Esto se lo había dejado muy claro a Liberto desde el principio. Si aun así él había aceptado firmar, eso significaba que, en el fondo, Rafaela todavía era importante para él, aunque solo fuera un poco... Además, las acciones que Rafaela tenía en sus manos le bastarían para vivir cómodamente gracias a los dividendos anuales.

Fernández, desde el momento en que vio a Rafaela entrar al hospital, se encargó de prepararle todo, incluso el trasplante de corazón que necesitaba.

Solo esperaba que, cuando llegara el momento y Rafaela completara su cirugía de trasplante, gracias a la tecnología médica actual, pudiera vivir como una persona normal: casarse, tener hijos, viajar al extranjero o simplemente disfrutar la vida, sin que él tuviera que preocuparse por su seguridad ni temer por algún accidente inesperado.

—Aunque Rafaela no me lo haya contado, tampoco soy tonto.
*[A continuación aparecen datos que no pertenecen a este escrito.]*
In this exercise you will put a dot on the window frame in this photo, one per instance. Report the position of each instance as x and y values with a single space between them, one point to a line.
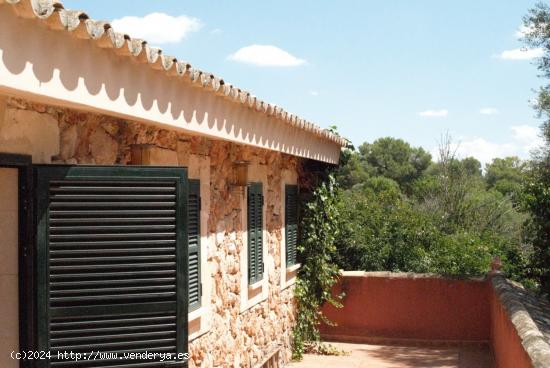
255 190
137 172
288 189
195 185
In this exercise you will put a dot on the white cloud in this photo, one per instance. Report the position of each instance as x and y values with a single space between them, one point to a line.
157 28
488 111
434 113
521 54
265 55
485 150
523 139
527 136
522 31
Has traído una y otra vez a Rafaela a la casa de los Jara, la has puesto bajo mi propia nariz, solo para prepararle el camino. Y hoy, durante la comida, también lo noté: la chica que anda siempre contigo, por sus gestos y su atención, está muy pendiente de ti. Esa dependencia solo la tiene alguien que confía plenamente en la otra persona.

—Rafaela es más lista que yo. Sé que, en su momento, pudo dejar a Miguel sin remordimientos y casarse contigo. Hoy día… tampoco tiene nada que no pueda soltar respecto a ti.

—Desde que le fuiste infiel a Rafaela, para ella dejaste de existir. Si no me equivoco, ustedes ni siquiera duermen en la misma habitación, ¿verdad?

Por primera vez en la vida, Liberto se encontraba en desventaja en este juego de ajedrez.

Rafaela casi se rompió las manos de tanto lavárselas. Caminando por los pasillos de la universidad, no importaba a dónde fuera, siempre escuchaba los rumores de que Bruno conseguía todo gracias a su cuerpo. Bruno era el actor más famoso y exitoso del mundo del espectáculo, cualquier pequeño escándalo sobre él atraía la atención de decenas de millones de fans. Ahora que de repente estallaba esta noticia, Rafaela no podía imaginar a nadie más detrás de esto que no fuera Liberto. Él sabía perfectamente que el único invitado del mundo del espectáculo en la fiesta de cumpleaños de Rafaela era Bruno, y justo este año había soltado esa bomba. ¿A quién quería fastidiar con esto?